From the growth inhibition of the active Salvia extracts on slowly growing cells that express high to moderate levels of HER-2 (BT 474 and ZR-75-1); it could be possible that the inhibition is through this pathway as well.

Crude ethanol extract, rather than a single purified compound, was used in this study to benefit from all active compounds present in these plants. In previous studies,[24] the aqueous extract of S. syriaca, S. fruticosa, S. hormium and S. dominica as well as the crude volatile oils were investigated for their antiproliferative activity using the same tests on MCF-7 and T47D. None of tested extracts or crude essential oils showed biological activity. This is in contrast to the results obtained with crude essential oils reported by Kamatou where the essential oils reported higher toxicities than solvent extracts of 17 Salvia species evaluated on kidney epithelial tests.[25]

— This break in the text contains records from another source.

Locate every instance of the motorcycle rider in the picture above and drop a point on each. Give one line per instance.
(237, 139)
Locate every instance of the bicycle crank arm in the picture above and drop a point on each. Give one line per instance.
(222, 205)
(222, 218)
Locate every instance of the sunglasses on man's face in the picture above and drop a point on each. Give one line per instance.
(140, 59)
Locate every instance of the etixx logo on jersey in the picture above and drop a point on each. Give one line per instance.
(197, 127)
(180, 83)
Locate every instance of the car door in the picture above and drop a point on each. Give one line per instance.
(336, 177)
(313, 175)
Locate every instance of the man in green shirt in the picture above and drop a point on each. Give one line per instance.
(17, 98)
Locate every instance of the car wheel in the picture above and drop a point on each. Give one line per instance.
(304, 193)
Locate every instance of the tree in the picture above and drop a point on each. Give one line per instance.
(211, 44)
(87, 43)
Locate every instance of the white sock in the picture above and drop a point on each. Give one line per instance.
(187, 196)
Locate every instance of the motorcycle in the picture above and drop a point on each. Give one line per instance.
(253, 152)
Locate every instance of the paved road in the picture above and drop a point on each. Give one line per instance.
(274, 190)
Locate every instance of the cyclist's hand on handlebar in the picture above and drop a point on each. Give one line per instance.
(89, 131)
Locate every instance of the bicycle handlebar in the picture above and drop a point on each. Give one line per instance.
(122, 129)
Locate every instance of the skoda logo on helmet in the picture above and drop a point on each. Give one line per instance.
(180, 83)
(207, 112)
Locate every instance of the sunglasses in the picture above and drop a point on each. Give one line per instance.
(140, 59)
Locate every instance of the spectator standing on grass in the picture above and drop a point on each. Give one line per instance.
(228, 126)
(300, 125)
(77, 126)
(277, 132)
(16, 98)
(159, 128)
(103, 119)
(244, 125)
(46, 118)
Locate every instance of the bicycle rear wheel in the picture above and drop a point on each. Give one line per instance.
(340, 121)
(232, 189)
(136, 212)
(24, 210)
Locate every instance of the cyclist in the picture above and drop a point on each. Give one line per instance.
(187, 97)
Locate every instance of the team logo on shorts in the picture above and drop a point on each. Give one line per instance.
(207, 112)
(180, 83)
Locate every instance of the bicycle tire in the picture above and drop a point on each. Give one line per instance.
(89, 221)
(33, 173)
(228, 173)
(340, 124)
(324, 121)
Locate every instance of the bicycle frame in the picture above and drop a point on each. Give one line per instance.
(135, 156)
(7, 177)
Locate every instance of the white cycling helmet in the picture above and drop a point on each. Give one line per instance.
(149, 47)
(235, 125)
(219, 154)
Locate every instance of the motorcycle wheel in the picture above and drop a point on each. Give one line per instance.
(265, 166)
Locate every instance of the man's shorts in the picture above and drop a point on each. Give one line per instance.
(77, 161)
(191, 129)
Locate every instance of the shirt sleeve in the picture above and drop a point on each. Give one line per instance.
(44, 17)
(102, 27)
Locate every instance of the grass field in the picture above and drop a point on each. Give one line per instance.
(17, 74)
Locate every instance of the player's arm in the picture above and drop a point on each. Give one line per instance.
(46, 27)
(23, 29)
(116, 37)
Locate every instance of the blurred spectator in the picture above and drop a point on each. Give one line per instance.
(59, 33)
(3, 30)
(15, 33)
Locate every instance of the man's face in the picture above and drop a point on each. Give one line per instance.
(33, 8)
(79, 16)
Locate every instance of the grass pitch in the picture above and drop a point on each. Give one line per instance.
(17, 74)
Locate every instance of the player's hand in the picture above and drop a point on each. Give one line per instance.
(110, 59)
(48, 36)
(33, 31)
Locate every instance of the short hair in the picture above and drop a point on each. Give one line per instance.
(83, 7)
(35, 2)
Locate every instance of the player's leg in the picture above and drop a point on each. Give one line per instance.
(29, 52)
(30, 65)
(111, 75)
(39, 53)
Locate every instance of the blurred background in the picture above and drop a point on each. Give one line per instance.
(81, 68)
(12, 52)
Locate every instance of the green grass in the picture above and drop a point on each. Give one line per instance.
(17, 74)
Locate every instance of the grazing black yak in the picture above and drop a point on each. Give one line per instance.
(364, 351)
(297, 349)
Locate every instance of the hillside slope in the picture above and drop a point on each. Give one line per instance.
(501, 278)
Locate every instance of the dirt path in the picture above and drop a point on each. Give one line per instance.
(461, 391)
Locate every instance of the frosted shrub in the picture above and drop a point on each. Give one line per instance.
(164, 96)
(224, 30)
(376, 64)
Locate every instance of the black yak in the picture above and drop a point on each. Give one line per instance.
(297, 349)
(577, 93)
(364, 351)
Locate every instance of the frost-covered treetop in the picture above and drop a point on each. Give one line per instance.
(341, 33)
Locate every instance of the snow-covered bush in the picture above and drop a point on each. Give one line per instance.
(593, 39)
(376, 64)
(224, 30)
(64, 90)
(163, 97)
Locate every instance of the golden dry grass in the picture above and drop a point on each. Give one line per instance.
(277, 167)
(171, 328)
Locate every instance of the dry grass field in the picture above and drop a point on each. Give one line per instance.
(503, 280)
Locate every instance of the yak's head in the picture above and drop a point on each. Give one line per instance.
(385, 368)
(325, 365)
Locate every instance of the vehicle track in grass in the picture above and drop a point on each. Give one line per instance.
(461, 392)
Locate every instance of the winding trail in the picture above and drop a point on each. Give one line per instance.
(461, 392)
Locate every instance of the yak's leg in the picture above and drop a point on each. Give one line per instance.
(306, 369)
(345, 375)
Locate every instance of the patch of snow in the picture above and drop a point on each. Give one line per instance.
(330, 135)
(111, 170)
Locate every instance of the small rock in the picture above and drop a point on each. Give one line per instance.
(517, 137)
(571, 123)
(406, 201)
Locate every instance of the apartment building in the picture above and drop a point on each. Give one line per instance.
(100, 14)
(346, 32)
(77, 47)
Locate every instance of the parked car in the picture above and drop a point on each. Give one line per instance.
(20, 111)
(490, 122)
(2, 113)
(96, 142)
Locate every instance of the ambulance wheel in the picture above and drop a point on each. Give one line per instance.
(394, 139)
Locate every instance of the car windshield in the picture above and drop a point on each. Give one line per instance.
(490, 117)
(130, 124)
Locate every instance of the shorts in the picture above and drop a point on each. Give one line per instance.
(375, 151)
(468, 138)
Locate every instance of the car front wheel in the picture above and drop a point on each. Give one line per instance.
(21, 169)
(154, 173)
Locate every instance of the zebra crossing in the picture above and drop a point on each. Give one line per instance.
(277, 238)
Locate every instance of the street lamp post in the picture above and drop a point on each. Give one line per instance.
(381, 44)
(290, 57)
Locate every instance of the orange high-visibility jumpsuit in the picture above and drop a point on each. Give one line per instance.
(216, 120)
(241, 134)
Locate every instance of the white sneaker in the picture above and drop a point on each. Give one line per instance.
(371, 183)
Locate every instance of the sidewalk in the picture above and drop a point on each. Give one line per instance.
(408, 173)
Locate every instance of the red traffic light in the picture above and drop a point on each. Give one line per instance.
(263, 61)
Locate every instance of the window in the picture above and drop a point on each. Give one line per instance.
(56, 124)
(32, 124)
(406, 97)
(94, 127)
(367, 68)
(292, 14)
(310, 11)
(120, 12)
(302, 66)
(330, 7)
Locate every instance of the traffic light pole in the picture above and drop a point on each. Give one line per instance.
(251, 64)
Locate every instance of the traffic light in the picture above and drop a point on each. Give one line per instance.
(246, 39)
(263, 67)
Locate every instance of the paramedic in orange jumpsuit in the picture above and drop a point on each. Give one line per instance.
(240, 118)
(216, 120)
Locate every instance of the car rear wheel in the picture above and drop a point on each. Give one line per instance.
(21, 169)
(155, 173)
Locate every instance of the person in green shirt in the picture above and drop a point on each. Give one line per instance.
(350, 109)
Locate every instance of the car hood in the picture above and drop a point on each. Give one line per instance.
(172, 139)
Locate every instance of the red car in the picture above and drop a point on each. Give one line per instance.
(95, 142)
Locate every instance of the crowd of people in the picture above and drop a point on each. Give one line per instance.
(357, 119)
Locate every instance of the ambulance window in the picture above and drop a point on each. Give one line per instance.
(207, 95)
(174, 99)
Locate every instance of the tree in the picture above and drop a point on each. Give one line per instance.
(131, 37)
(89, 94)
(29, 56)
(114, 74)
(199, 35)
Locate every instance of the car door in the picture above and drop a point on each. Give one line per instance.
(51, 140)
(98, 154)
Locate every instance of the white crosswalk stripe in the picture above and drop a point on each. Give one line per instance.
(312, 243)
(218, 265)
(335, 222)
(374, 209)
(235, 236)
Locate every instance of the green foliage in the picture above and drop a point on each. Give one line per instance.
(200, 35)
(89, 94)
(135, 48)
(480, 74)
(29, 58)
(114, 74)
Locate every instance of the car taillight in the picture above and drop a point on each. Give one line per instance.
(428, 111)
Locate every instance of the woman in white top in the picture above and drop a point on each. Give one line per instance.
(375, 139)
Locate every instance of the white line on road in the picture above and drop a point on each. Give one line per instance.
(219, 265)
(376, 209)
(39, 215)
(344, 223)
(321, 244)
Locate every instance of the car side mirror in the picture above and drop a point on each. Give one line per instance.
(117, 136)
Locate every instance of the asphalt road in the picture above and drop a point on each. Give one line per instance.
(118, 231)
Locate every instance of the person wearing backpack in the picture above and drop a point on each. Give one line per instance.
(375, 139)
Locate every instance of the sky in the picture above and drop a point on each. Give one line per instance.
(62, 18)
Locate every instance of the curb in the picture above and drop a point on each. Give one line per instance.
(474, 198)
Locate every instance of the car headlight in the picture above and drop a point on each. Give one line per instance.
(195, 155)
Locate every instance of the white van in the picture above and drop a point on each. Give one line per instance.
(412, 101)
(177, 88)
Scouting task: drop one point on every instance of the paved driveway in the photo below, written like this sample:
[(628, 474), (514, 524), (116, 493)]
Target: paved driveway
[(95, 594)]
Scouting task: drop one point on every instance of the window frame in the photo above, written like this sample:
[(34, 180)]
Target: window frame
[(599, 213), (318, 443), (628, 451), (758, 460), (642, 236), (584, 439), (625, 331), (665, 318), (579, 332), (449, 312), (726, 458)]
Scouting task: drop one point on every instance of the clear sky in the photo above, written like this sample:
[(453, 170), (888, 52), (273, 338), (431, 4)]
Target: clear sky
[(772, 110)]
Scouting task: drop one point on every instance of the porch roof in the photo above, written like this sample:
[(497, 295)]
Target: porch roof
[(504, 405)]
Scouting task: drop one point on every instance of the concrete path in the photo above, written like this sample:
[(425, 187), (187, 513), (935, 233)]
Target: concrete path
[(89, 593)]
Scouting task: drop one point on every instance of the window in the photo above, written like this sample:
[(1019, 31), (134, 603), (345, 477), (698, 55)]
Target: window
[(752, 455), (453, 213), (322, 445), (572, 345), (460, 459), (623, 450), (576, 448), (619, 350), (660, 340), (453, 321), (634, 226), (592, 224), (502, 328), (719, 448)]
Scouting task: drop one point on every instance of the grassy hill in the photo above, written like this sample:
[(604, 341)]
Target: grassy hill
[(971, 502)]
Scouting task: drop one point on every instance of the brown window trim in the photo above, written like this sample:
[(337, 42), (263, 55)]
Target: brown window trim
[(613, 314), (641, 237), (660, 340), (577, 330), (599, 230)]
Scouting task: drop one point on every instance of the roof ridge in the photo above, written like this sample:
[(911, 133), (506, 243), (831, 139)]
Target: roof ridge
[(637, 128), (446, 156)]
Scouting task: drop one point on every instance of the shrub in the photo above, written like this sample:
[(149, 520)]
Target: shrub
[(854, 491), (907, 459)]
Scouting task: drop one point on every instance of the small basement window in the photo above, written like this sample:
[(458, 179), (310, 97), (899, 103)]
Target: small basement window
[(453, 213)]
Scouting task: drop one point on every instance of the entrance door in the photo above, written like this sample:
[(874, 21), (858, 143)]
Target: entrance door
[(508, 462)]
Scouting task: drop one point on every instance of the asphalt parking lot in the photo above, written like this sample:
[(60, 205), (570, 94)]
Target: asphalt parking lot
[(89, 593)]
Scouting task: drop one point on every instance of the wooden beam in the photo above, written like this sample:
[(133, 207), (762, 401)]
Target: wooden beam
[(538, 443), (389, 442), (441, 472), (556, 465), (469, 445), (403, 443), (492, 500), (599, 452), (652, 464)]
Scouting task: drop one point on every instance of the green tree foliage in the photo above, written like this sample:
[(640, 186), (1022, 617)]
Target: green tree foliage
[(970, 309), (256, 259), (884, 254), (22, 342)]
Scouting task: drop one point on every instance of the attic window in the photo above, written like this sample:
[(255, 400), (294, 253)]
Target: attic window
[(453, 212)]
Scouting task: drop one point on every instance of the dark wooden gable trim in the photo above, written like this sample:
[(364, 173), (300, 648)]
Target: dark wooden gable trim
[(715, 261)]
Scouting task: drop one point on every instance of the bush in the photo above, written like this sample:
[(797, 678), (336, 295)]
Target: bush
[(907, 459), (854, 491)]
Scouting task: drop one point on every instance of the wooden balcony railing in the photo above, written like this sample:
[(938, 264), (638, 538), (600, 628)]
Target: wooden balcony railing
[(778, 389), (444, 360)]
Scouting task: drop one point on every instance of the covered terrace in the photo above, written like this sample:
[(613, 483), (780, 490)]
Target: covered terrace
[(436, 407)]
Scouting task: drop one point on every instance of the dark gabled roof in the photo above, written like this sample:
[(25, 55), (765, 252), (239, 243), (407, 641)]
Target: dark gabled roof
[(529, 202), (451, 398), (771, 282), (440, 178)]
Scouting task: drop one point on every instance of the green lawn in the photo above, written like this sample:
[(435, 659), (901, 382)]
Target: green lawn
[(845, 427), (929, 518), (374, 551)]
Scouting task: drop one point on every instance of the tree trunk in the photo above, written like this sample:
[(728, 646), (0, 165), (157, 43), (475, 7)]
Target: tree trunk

Phytochemical screening using TLC was conducted for the tested Salvia extracts. Development of the TLC plates in appropriate solvent systems and visualization using accepted spraying reagents indicated the presence of terpenoids, flavonoids and coumarins in all examined extracts.[26] The results of the phytochemical analysis are given in Table 3.

Table 3

Thin layer chromatography results

CONCLUSION

Nine indigenous Salvia species from Jordan were investigated for their antiproliferative activity using a panel of breast cancer cell lines. The results indicated that the extracts of three Salvia species (namely; S. fruticosa, S. hormium and S. syriaca, exhibit selective antiproliferative activity against estrogen positive cell lines and with minimum toxicity against PDL. Hence, these Salvia species could be considered as promising plant-originated anticancer agents.